Keine Menschenseele käme je auf die Idee, mit einem schnellen Auto mehr als nur anzugeben. Gefährliches Schnellfahren, was einem Waffengebrauch gleichkommt, steht außer Frage. Es reicht zu wissen, daß man es könnte! Und man kann es ja wirklich tun … auf völlig verkehrsfreien Rennbahnen, die dafür vorgesehen sind. Dasselbe gilt für Waffen, die man ja auch nicht real, also zur Ausübung von Gewalt benutzt, sondern ausschließlich zum Zielschießen – und falls einen auf offener Straße einmal ein Tiger fressen möchte.

Jeder zahlt freiwillig Steuern, denn jeder möchte sehr gerne einen Betrag dafür leisten, daß es Schulen, Krankenhäuser, Straßen und Kultureinrichtungen aller Art gibt. Dafür werden die Steuergelder aber auch weder veruntreut noch falsch eingesetzt. Es existiert niemand, der gewillt ist, weder vorsätzlich, noch unabsichtlich, Bürger zu verarschen. Falls dies einmal geschieht, geschehen sollte, ist der betreffende Politiker aufs Äußerste bemüht, den angerichteten Schaden wieder in Ordnung zu bringen! Alle Einwohner des Landes helfen genau dort, wo sie können! Wenn einer definitiv an einer bestimmten, von ihm ausgesuchten Stelle nicht helfen kann, dann sucht er sich sofort eine andere. Sämtliche Mittel werden an jener Stelle eingesetzt, wo sie gebraucht werden – und zwar zum Wohle aller und in genau dem Maße, wie sie gebraucht werden …

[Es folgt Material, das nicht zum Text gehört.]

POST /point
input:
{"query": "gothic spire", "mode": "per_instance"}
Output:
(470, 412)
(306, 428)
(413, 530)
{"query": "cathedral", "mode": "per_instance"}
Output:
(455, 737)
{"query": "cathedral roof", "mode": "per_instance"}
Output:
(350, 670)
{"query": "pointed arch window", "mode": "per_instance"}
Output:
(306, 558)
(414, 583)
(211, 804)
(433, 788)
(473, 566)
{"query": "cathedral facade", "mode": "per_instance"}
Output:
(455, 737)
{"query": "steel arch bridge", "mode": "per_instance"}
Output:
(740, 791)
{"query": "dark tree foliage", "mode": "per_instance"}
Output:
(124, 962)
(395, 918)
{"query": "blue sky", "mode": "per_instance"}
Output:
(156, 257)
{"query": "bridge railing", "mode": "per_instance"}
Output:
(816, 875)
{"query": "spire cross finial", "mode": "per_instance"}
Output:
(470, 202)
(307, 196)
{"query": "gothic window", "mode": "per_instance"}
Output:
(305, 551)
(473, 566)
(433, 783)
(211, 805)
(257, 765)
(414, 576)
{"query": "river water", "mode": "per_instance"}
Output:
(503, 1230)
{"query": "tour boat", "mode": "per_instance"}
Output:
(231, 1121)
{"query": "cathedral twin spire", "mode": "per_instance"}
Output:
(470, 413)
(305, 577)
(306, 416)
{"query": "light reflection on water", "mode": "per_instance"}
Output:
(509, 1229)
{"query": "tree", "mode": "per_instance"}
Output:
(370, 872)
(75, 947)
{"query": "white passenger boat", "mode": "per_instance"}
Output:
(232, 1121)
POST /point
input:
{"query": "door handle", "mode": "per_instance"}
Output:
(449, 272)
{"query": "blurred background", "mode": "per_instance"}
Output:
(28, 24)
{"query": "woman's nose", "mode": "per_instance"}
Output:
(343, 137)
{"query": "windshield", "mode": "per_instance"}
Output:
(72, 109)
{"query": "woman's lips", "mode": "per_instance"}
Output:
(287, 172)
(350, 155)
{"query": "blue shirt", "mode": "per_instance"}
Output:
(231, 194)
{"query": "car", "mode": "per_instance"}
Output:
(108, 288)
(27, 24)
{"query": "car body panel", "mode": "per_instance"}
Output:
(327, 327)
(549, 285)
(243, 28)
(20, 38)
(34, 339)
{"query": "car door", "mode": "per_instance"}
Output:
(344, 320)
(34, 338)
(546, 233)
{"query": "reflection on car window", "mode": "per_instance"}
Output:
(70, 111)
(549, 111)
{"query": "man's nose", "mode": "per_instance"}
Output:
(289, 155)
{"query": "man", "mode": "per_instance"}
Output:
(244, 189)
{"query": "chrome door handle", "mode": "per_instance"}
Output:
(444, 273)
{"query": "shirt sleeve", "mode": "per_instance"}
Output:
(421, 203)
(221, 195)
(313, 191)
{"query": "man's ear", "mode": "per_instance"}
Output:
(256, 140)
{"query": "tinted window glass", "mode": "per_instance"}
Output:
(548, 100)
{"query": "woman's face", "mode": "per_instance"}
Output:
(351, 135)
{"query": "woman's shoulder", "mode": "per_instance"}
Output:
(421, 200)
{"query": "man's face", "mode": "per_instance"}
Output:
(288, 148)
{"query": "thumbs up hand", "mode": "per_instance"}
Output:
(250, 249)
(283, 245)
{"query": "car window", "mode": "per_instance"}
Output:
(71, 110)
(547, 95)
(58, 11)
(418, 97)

Um diesen paradiesischen Zustand aufrechterhalten zu können, unterziehen sich die Bürger sporadisch, aber immer wieder, einer freiwilligen Prüfung bei einer neutralen Instanz, wo ihre Eigenschaften, ihre Qualitäten sowie ihre Kompetenzen getestet werden. Für alles sind imaginäre „Scheine“ vorgesehen! Imaginär deshalb, weil keiner auf die Idee käme, eine völlig logisch begründete Beurteilung in Zweifel zu ziehen. Geprüft werden nicht nur die Fahrtüchtigkeit und die Arbeitskraft, nicht nur gesundes Urteilsvermögen, sondern beispielsweise auch die Fortpflanzungstauglichkeit! Der (imaginäre) Elternschein ist überhaupt einer der wichtigsten Scheine!

Wer sich also aufgerufen fühlt, etwas zu tun, das der Allgemeinheit vielleicht nützen, vielleicht schaden könnte, der sucht ganz automatisch eine der neutralen Prüfungsstellen auf und geht dort sich selber auf den Grund. Testergebnisse, wie „Notorischer Schnellfahrer“, „Verkappter Amokläufer“, oder auch „Unüberlegter Kindermacher“ sollten das denkende Individuum sofort anregen, sich abzubremsen. Wer also einen Sportwagen hat und damit nicht bloß Mädchen spazieren fahren, sondern andere Verkehrsteilnehmer übel bedrängen möchte, der ist gehalten, sich schnellstmöglich davon zu befreien, bevor etwas Schlimmes geschieht!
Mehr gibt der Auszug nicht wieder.